Nothing like live unsupervised learning? That’s the only «real»-like AI that I can «see» being AI-y. We dont have enough and will never have enough data to make the supervised trained models generalizable. We will need something different, because the mixture of experts and alike wont suffice.
Even if AI should be home-run, it probably won't be for most people. In a more technical community, it's natural to think that most people care about "values" when it comes to tech. However, the reality is that people just want what's easiest / cheapest / most fun. It's great when what's easiest/cheapest/most fun aligns with what's best for the individual or society, but those cases are outliers. After spending a few years building a crypto startup, I left with more conviction around this theory.
> In a more technical community, it's natural to think that most people care about "values" when it comes to tech.
Do people actually think that? I know people sometimes joke about an HN bubble but I never really took that seriously. People are using stuff like AWS and Azure which probably wouldn't be the case if "values" was more important than what is most convinient. (relatively) few people today set up their own email servers and instead use Gmail or whatever.
You actually just kind of gave an example of what I meant! Developers are the consumers in this case, and they'll almost always opt to use AWS and Azure versus hosting their own infra. It's easier, faster, usually cheaper, and it makes you yourself are more marketable.
There's a reason software-as-a-service has beat out software-as-a-product. While people might think they want full ownership/control over what they're buying, they want it to be as safe or secure as possible, they want it to be self-hosting and not communicating information back to the distributor... that's just not what plays out for the most part.

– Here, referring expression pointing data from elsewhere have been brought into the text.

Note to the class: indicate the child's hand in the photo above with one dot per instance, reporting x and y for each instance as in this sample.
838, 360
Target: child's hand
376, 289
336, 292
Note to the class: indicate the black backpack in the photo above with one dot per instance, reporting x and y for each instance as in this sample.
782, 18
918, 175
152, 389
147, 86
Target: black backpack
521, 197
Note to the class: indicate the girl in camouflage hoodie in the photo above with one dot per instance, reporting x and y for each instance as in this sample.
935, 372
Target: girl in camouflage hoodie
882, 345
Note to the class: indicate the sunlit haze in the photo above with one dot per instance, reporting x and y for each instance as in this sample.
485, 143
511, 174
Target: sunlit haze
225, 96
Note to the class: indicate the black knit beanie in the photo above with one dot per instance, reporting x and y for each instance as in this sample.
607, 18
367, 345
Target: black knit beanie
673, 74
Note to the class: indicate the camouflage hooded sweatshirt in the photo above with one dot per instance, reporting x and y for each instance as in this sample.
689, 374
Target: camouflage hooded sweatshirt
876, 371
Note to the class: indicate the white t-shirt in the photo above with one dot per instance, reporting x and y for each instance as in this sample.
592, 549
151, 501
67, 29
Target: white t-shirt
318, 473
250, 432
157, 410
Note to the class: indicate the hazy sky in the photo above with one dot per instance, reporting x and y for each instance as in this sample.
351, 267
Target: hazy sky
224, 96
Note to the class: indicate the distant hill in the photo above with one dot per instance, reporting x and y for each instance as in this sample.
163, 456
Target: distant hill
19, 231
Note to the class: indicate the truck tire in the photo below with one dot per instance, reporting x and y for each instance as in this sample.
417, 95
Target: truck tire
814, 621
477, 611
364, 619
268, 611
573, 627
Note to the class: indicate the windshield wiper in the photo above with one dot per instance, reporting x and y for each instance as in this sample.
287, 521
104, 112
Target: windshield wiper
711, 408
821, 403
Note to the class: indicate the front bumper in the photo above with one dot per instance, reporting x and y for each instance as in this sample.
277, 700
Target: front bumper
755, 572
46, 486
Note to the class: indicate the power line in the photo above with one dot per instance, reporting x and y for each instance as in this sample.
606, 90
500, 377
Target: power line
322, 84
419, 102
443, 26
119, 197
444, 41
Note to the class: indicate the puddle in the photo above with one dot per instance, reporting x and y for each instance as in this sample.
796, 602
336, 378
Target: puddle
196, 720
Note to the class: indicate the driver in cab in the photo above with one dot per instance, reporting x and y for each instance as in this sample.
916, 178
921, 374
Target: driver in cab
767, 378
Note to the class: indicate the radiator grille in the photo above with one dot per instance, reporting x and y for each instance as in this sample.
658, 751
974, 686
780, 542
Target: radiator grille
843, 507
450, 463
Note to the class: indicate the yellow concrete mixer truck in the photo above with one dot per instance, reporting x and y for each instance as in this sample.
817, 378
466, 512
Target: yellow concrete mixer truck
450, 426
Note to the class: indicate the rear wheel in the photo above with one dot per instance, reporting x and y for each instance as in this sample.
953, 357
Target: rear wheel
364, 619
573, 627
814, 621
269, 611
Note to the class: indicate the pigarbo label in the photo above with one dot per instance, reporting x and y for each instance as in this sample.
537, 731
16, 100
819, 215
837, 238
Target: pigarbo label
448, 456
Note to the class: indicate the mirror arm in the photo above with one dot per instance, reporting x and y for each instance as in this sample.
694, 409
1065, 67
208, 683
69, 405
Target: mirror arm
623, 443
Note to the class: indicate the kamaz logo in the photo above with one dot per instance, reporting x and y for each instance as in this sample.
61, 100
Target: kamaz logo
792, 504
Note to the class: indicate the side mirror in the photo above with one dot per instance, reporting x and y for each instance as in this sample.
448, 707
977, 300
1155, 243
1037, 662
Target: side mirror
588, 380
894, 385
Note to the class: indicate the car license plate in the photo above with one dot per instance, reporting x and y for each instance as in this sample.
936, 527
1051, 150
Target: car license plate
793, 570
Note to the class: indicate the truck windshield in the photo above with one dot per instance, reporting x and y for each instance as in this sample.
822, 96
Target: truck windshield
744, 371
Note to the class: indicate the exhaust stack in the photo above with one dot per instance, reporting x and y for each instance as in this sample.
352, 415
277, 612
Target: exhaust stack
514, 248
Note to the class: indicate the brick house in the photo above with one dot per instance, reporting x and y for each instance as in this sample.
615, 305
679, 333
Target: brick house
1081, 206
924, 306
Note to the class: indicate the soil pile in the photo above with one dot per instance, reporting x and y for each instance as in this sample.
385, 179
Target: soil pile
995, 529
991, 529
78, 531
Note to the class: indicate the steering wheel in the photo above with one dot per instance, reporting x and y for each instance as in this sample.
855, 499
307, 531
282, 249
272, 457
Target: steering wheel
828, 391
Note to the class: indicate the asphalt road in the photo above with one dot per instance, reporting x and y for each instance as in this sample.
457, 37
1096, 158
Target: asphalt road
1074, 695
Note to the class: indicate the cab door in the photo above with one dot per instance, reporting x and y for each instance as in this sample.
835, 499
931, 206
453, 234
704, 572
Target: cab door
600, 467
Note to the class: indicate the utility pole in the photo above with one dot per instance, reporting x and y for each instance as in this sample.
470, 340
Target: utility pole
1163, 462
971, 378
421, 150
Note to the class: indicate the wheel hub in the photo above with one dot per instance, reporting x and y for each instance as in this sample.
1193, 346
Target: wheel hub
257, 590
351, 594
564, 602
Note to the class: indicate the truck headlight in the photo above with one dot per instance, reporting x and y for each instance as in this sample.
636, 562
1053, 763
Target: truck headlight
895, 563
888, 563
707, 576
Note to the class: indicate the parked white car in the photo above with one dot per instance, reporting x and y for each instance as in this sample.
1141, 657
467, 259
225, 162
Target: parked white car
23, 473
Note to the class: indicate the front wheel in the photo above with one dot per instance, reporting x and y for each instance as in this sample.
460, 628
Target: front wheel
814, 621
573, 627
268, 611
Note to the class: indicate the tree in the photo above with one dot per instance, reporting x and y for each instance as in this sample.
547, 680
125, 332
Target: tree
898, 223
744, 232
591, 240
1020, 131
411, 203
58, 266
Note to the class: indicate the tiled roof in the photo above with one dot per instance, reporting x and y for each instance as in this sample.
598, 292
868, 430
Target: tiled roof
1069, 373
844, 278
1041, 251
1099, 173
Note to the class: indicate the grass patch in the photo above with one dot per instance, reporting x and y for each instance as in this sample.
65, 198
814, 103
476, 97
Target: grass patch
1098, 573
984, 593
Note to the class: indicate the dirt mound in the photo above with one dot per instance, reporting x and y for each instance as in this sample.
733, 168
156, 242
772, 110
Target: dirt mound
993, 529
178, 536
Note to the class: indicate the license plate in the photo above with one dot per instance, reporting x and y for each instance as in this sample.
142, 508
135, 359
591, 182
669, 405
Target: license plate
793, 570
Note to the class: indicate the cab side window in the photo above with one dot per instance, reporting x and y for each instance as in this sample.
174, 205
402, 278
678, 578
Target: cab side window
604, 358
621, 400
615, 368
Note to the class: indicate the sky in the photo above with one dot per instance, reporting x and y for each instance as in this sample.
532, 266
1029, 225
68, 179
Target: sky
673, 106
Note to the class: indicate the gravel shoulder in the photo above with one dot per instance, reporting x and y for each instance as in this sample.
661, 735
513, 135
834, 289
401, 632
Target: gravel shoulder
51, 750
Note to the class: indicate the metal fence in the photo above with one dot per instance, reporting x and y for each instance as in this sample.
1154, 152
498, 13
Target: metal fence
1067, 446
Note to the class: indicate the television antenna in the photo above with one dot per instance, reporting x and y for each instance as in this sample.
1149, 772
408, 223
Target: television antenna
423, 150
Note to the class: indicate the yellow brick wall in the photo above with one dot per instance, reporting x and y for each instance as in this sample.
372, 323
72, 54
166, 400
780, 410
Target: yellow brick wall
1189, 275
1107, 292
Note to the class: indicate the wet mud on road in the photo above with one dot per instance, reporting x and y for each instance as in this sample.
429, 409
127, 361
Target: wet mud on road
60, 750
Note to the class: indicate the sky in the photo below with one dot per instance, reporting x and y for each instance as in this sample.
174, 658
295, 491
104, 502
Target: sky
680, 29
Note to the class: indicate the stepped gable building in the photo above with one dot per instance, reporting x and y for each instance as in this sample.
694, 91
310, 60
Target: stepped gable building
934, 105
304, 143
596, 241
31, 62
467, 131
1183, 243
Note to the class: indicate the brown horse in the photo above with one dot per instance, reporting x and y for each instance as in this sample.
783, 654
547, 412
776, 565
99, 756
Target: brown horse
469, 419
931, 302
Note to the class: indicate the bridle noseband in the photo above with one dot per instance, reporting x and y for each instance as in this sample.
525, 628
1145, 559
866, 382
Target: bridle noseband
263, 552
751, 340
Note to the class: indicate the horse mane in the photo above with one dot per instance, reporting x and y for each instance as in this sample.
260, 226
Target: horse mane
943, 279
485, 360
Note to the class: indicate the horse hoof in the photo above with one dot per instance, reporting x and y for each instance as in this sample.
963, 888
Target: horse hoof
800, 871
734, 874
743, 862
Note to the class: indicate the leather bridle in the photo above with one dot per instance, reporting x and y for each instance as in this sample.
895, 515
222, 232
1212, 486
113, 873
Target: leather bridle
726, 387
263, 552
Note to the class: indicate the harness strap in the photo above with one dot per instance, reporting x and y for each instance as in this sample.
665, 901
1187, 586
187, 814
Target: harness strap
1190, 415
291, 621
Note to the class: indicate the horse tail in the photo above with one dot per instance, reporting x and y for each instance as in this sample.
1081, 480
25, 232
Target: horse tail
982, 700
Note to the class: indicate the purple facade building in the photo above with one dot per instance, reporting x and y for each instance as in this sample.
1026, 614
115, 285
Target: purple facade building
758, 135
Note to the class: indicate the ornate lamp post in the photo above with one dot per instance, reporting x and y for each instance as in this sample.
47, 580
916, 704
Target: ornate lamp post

OpenAI vs Mistral, Coinbase vs Metamask. I'm not that old, but I'm beginning to notice a trend where the fast, easy, cheap business model wins the most market share, and then slowly works towards providing more values-aligned features as it grows. The company aligned to consumer values from the get-go usually has a tough time keeping up (although they can usually still carve out a good niche from people who are particularly values-focused - Mistral and Metamask aren't doing poorly by any stretch of the imagination).
Because of privacy-reasons, convenience, embedding, security and safety in regards to government monopoly. Just imagine the paranoia in using government owned AIs in less free countries. I'm happy USA is at the forefront in AI development.
Because the ultimate end game for usefulness of this tech will be something akin to always on listening and understanding all your documents and personal data which I think we'd all feel better about if it happened locally.
Not necessarily saying I agree with the building of that, I just can't escape the idea that it's where we're heading.
Where is the money for training big expensive open source models going to come from once the investor hype blows over and companies like Mistral actually have to try to make a profit? They currently have negligible revenue despite their $6 billion valuation, that status quo can't be maintained forever.
I guess a parallel could be made to vue, react and svelte.
Who would bother investing so much time, energy and money into developing an open-source front-end framework for free/funded by corps that use it?
Vue, react and svelte don't earn anything I suppose, but then again I'm no expert in this field.
I guess like some other here have commented, techniques have to be implemented to minimize training time and I suppose the government needs to fund studies which then will benefit the general population to make it possible to train and host AI models.
But I honestly have no idea ... I'm just a simple dev running my mistral on a single RTX lol
We'll see, but I think the equivalent to people donating their own time to a traditional open source project would be people donating spare compute time for training, and nobody has figured out an effective way to do a Folding@home-style distributed version of ML training yet. Having to train open source models on big expensive compute clusters, and bid against commercial interests who also want to rent those clusters could be likened to having to pay everyone working on a traditional open source project full market rate for their time.
LLM training isn't even remotely brute force[1], even with tons of clever tricks to reduce the amount of compute necessary it's still fundamentally just a really hard problem.